I’ve had a lot of people to ask what exactly is the table…? And I personally believe the table is an objective view of Black Womanhood. For years and years, Blacks have had to conform to the post-colonial society and fake it until we make it. We’ve had to hide our Blackness in order to feel somewhat included, get hired for a job, and be viewed as attractive. We’ve literally had to shit on our own culture in order to continue to get discriminated against in the world… and the shit is crazy to me.
So when you ask me what it means to sit at the table, I think of the table as a safe haven for those who are tired of conforming to societal norms, and just want to surround themselves with people who are ready to stop dimming their lights in order to make certain groups comfortable.

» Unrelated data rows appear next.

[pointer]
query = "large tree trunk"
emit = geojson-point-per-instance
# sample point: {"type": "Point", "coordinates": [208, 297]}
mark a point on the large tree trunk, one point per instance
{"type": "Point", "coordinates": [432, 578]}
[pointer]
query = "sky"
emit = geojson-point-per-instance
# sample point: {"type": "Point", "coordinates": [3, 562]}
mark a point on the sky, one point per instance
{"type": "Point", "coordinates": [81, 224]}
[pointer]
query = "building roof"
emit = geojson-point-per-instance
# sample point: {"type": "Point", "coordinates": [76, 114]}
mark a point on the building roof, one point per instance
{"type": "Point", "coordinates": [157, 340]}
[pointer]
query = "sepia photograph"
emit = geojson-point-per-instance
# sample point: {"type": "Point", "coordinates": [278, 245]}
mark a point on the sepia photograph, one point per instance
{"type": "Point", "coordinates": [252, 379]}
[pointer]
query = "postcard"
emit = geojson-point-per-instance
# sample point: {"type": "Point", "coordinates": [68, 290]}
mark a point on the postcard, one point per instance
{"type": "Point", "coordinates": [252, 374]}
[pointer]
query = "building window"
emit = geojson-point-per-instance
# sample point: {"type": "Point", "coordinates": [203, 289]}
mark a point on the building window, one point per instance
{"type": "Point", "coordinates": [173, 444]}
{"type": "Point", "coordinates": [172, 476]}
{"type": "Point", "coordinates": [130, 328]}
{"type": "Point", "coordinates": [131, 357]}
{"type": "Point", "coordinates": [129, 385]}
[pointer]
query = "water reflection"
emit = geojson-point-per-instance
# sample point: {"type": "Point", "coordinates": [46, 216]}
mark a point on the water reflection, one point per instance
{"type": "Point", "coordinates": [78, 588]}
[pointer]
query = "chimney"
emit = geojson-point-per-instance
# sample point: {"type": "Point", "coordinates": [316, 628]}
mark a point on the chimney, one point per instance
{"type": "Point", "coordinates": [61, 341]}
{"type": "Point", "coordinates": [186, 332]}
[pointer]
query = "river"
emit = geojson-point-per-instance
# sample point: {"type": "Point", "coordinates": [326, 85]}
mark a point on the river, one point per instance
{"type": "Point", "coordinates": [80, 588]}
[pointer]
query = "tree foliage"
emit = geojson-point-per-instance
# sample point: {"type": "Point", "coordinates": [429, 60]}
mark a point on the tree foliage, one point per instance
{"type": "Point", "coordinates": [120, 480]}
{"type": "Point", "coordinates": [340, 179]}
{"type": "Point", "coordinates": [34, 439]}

I would not be me if I weren’t going to share a short story about my life as a way to end this post… When I first listened to “Don’t Touch My Hair”, I almost fell off my couch laughing. Do ya’ll know how irritating it is for us girls of color to work meticulously to get these twist outs perfected, to get these bantu knots tightened, to sit through the burning of the creamy crack on our scalps, to get hit in the head with the brush by our mothers for moving too much while getting our braids done all for random ass people to tug on our hair to see how it feels?
Black folks have been discriminated against so much because of their hair that now we’ve become sensitive of it. So the fact that she was able to make a song and help people understand that when they take it upon themselves to touch our hair without our permission, it’s sort of like fucking our feelings up…. And it’s a problem!
I’ve literally dated guys who told me up front that my afro made me look basic, or that they preferred me with my bundles of hair. Do you know how it feels to spend hours applying coconut oil and water to your hair just to realize that the guy you are digging thinks you look basic? It’s not the best feeling. Or when you are in class with your box braids and your professor takes it upon him/her self to tug on your grab your braids act like they are whipping you with it… It’s not a good feeling, and Solange was able to address it in her music in the sweetest and softest way..
So Solange, girl if you are reading this… (Which I doubt you are)… Thank you. Merci Beaucoup. Gracias…. What you did was shine a light on the issues, joys, insecurities, thoughts, and more of the Black community…
You used your platform as a way to speak for those who don’t have the opportunity to, and I’ll forever love you for that sis!!!!